Tuesday, April 8, 2025

Season 2 Fargo




This second season is created with just as much mastery as the first. Starting  off with the same cryptic message and star studded cast. 

This time the story is a little different though. The cop is a lot smarter and tougher. A breath of fresh air from what we had in season 1. To replace the bad guys, we have a family with its fangs in the heart of its community financing and financed by crime. The director uses tight camera shots to encode a feeling of desperation and fear. I hate (ok like) the scene with the patriarch as he struggles with his health as the DOP zooms in to his face creating quite a frightful experience. 

Kieran Culkin brother to McCauly Culkin plays one of the younger brother is in crime family (Gerharts) delivering a masterful though brief performance that forms the heart of season 1. The family dynamics which constituted Succession also makes its way into this season with interesting back and forth between the potential heirs. 

I have had of people often describe the setting as a character within itself and this is the sense you get when you see the long abandoned roads and the winter cold. 

Then there is the dreamy wife (Kirstie Dunts of Spider-Man fame) who does have a job as a hairdresser whose boss though single has made it her goal to recruit her into her cult of feminism and emancipation. She is clearly troubled and wants out of this rural town. Something you see mirrored in season 1 with Nygaard’s Asian American (Linda Park) colleague who later confesses her love and infatuation for him. The wife of the butcher wants out while her devoted husband is digging in trying to get a hold of his dream to own the only butchery in the small town. 

Fargo makes good use of the unfortunate set of events which often causes people of all sorts to face each other. 

As was in the first season, we see the resume of enforcers from a rival group coming into the city to upset the Apple cart. Whereas in the first season one of the killers was deaf, this time around there is a pair of brothers who wear similar clothes but who say nothing throughout the season. 




The writer has an insane ability to make audiences laugh at the most unfortunate situations like the scene where a couple visits a doctor about a life threatening illness. 

This season feels like a tribute to men and the troubles they go through in defense of those they love. Perhaps a useful summary quote or story of the show is the conversation between butcher’s wife and sherif where he makes mention of the man who wakes up every day to push a boulder up a hill only for it roll right back. Instead of realizing this unavoidable problem he wakes up the next day to do the very same thing. 




Season 1 Fargo




This show starts off with a cryptic note telling the audience of the idea that what they are about to experience (not just watch) is based on real life and true.  This for most means that the tale will be told as is and will be as exciting as watching pain dry on a wall. 

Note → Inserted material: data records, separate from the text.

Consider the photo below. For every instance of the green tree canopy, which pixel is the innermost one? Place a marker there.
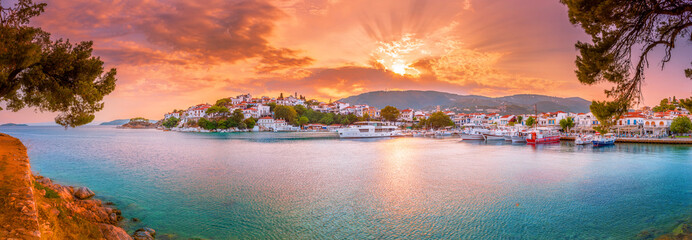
(686, 104)
(285, 112)
(681, 125)
(664, 105)
(389, 113)
(54, 76)
(616, 27)
(439, 120)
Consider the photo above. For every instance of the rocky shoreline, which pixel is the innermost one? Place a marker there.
(34, 207)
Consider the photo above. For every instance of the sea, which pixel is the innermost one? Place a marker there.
(317, 186)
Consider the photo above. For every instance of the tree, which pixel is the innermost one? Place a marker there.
(566, 124)
(389, 113)
(607, 113)
(664, 105)
(285, 112)
(54, 76)
(302, 121)
(439, 120)
(681, 125)
(616, 27)
(530, 121)
(249, 123)
(686, 104)
(171, 122)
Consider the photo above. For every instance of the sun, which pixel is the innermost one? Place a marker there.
(398, 56)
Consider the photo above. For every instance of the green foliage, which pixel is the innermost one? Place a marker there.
(303, 120)
(389, 113)
(285, 112)
(54, 76)
(664, 105)
(439, 120)
(249, 123)
(681, 125)
(615, 28)
(567, 123)
(171, 122)
(217, 109)
(530, 121)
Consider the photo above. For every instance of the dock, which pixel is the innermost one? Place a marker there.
(645, 140)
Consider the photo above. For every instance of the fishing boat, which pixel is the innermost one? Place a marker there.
(493, 137)
(542, 137)
(519, 137)
(369, 129)
(583, 140)
(606, 140)
(473, 134)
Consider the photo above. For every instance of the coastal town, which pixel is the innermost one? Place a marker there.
(295, 113)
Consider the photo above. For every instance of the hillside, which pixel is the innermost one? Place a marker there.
(515, 104)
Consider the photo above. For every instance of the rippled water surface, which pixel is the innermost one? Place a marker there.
(312, 185)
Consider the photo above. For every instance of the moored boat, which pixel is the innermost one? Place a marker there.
(606, 140)
(369, 130)
(542, 137)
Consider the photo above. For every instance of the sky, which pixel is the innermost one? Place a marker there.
(171, 54)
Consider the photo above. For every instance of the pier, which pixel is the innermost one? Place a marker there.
(645, 140)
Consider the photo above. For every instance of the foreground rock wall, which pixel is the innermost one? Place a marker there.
(18, 213)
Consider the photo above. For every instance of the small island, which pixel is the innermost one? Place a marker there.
(13, 125)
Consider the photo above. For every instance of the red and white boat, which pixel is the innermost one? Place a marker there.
(542, 137)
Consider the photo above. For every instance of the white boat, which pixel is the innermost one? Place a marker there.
(369, 130)
(493, 137)
(519, 137)
(473, 134)
(583, 140)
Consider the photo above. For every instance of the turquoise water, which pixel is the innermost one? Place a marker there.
(303, 185)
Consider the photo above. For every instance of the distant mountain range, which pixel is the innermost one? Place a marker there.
(428, 100)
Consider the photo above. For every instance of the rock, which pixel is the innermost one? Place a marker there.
(111, 232)
(83, 193)
(150, 231)
(142, 234)
(65, 194)
(44, 181)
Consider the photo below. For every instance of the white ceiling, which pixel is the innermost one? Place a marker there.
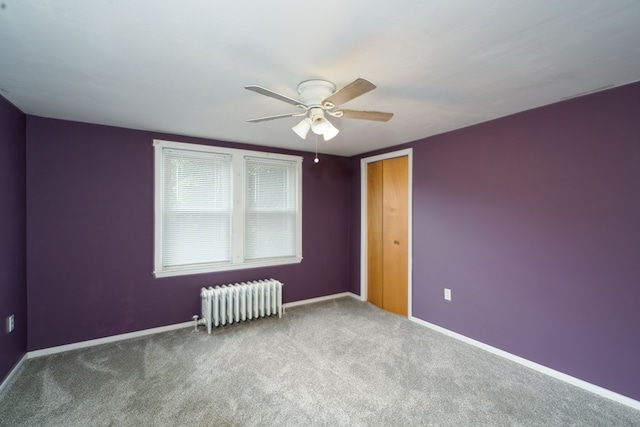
(181, 66)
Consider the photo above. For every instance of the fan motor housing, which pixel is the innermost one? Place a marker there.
(313, 92)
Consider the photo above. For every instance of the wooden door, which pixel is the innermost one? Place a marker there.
(387, 228)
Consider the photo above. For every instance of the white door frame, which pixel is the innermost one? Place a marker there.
(363, 221)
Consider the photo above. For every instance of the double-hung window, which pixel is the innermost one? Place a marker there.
(221, 209)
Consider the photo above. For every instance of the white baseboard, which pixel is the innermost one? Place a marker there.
(105, 340)
(113, 338)
(627, 401)
(319, 299)
(13, 373)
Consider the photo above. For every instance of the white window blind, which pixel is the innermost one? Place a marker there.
(197, 208)
(220, 209)
(270, 209)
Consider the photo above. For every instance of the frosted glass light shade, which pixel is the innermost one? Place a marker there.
(331, 132)
(302, 128)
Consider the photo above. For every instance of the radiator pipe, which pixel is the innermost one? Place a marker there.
(196, 322)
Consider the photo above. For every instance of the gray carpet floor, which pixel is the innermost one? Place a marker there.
(336, 363)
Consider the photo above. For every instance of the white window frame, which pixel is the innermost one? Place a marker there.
(238, 189)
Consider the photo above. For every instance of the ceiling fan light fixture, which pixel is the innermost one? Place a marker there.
(331, 132)
(302, 128)
(319, 124)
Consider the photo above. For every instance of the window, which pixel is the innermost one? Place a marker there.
(222, 209)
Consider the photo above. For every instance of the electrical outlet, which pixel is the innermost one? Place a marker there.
(10, 324)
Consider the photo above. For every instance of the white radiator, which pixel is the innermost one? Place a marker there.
(241, 301)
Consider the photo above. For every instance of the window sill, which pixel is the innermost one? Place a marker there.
(226, 267)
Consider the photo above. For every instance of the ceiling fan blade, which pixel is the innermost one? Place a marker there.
(268, 92)
(279, 116)
(354, 89)
(377, 116)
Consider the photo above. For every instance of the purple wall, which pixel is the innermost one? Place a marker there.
(90, 235)
(13, 265)
(533, 221)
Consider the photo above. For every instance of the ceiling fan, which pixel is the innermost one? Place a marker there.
(318, 97)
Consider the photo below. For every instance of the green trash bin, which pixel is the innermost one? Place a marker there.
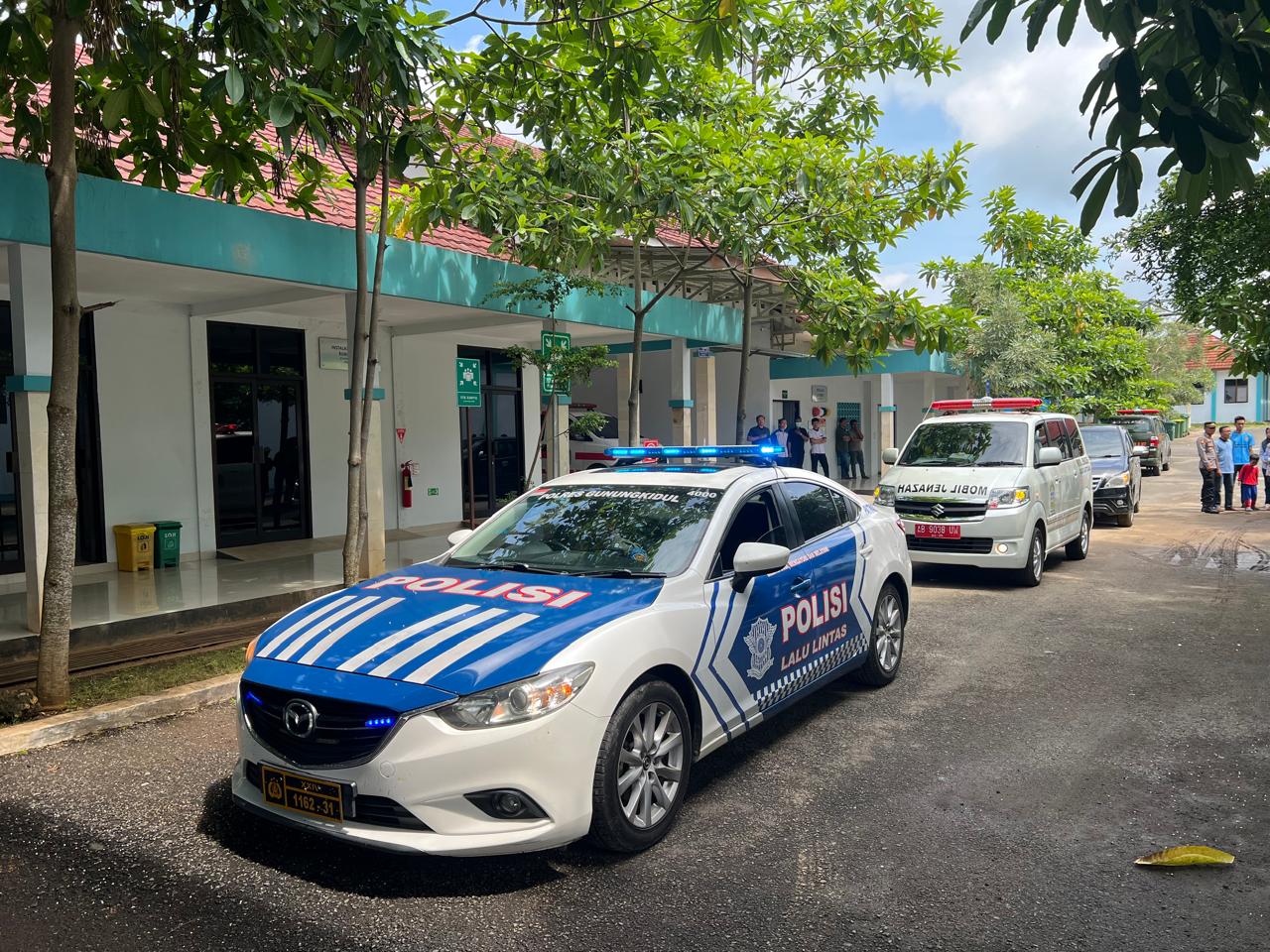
(167, 543)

Ah but Fargo season one is a lot more than that. The protagonist is a short and unassuming man trying to do his job as an insurance agent at a small firm in rural America. He has a part ridden with all sorts of sad but funny stories which place him as the underdog in almost all his school years. A local bully still rides him just as hard and to add insult to injury this same bully’s sons have inherited the same disrespect which they shovel out to him in massive amounts. As if this is not enough, he has a sarcastic wife who has made it her mission to berate him and ridicule him on every single act in his home. Martin Freeman delivers on this role with such as sense of innocence and bewilderment all captured in his magical facial expressions. 

During one of his challenging experiences with his childhood foe, a stranger passes through town whose role will be pivotal in the transformation of Lester Nygaard. 

After a series of unexpected events, Lester is thrown into the middle of an investigation in a town that has not seen any crime in a long time. At the helm is the newly promoted Captain (Bob Odenkirk later on to star in Better Call Saul) whose blind trust in the Lester is so annoying. His understudy in the meantime is a lady (Played by Allison Tolman) who will not take no for an answer. She must plow though the evidence at the chagrin of her boss who does everything in her power to steer him away from this case. Everything she turns her hand to seems to yield more and more results with her keen detective eye. 

In this town too there is a single dad whose fears for his daughter are plaguing his judgement after a chance meeting with a visibly cruel man. 

As though this is not enough the aforementioned crime has drawn in a duo of ill intentioned men who will stop at nothing to solve this crime. 

Lester has to deal with the attention he gets from the nosy detective as well as emerge from the shadow of his more popular brother. 

The whole show is really about transformation. The growth of Lester from victim, the attempt by the frightened single father to deal with his fears. The changes that Lester’s sole guardian (naive protector of his high school image) must go through as life’s realities hit his town. 

If there is anything that the show does effectively is make the audience cheer for villains out of understanding as well as appreciate the skill displayed by clearly evil men. What is clear at the end is that justice desk in the end prevail.